If you’re between 18 and 25, the politicians are wanting you to vote more than ever. BBC Question Time lures you hip young tweeters in to joining the conversation with #BBCQT whilst the likes of Nigel Farage are trying to speak to you via Snapchat, yes, Nigel Farage is on Snapchat.

The fact is youngsters, like the EU Referendum a General Election is something that shapes the future of the country and it is you who will have to live with it for longest.

With that in mind – GET OFF YOUR ARSE AND VOTE! Turn-out in the previous two elections has been pretty poor and with those aged 65+ reaching up to a 90% turnout in the 2016 referendum (including those with disability scooters and walking sticks!).

I know politics isn’t very “lit” and voting for middle-aged men in suits isn’t as appealing as voting for Calum Best to win Celebrity Big Brother 754, and I know those of you who do vote are raging with anger as generalise a whole age-group in this sentence (triggered!) but this is a chance to make a difference which won’t come along again for a rather long time. Plus, the less you vote, the more these politicians will embarrass themselves by trying to appeal to you, give ‘em a break!

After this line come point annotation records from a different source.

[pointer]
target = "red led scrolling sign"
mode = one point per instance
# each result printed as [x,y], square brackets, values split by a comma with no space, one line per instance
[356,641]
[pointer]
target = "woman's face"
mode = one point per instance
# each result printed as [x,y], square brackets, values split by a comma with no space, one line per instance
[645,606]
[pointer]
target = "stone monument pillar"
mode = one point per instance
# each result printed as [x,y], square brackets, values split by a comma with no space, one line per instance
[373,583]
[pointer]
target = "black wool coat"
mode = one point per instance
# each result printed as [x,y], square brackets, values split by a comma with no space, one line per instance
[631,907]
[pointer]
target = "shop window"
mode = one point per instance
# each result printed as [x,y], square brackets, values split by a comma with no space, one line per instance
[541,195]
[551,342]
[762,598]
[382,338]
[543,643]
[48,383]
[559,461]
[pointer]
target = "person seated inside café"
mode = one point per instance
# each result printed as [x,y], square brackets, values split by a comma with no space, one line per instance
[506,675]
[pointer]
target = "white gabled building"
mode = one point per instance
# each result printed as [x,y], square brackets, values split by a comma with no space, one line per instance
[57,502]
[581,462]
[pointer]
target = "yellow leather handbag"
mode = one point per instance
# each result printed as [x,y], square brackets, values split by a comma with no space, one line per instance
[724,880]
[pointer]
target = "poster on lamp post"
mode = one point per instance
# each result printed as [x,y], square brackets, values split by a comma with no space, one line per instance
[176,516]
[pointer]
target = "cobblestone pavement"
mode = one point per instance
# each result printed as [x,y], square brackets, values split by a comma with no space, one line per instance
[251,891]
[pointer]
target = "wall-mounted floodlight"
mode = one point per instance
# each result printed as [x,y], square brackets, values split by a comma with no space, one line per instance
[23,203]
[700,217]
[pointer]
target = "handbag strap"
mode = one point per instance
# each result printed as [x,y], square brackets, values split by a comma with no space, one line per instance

And finally, you’re not technically voting for May, Farron or Corbyn!

The way the media goes on, they make you feel that you’re voting for the names above rather than Conservatives, Labour, LibDems, UKIP or Greens. In actual fact, with the way the political voting system works you may have to vote for somebody else to get a certain results. I for one, am not a fan of the way the voting system works – I don’t have a solution but it’s just… meh.

Essentially you’re voting for which party takes your local seat and who becomes your local MP. Ignore the TV debates and the media’s crucifixion of party leaders and concentrate on who’s running as an MP in your local area. They will be the ones making local designs and representing you in parliament. Take the time to find out who’s running in your local constituency, they may just surprise you. I decided to take this approach in 2015, and after hours of research I found out my local MP was a cunt, and thus I based my vote around that factor.

So here we go, another summer of vicious campaigning and childish political dick-swinging in an already divided country. YAY!